THREE ambulance paramedics in Northern Ireland were disqualified for drink driving over the past five years and two of them are still employed by the Northern Ireland Ambulance Service (NIAS), it’s been revealed.
The Health Minister Edwin Poots said another emergency vehicle driver was disqualified for another traffic offence during the same time.
He stated: “The NIAS has advised that three paramedics were disqualified from driving in the past five years because of alcohol related offences of whom two remain employed as paramedics.
“One emergency vehicle driver was disqualified for another traffic offence.”

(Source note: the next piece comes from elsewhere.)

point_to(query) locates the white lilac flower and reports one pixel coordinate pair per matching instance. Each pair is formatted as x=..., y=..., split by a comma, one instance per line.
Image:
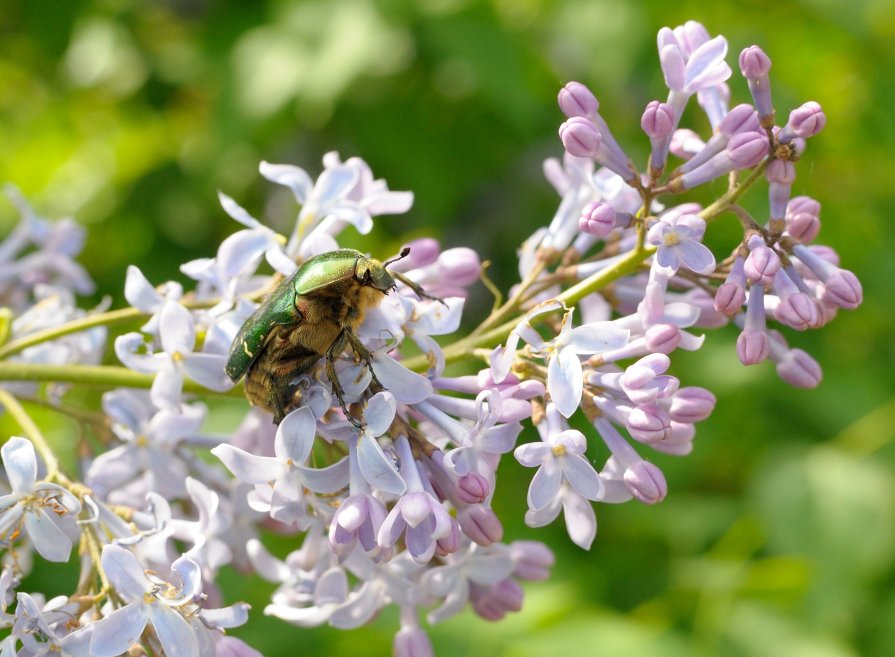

Meanwhile, the Minister also revealed that the waiting time for an ambulance to arrive at the scene following a Rapid Response Vehicle (RRV) in the Western Trust area was the shortest in Northern Ireland.
The average time between the arrival of a RRV to a call out and the arrival of a conveying A&E ambulance between February 2012 and February 2013 was 11 minutes and 22 seconds.
This compared with Belfast (14 minutes and 28 seconds); Northern (13 minutes and 26 seconds); South Eastern (16 minutes and 20 seconds); and Southern (12 minutes and 39 seconds).
Mr Poots stressed the figures “should not be interpreted as ‘waiting times’ as RRV paramedics provide life sustaining care including defibrillation, airway protection and drug administration until the conveying A&E ambulance arrives.”
The Minister said there are currently 24 ambulances available at ambulance stations within the Trust.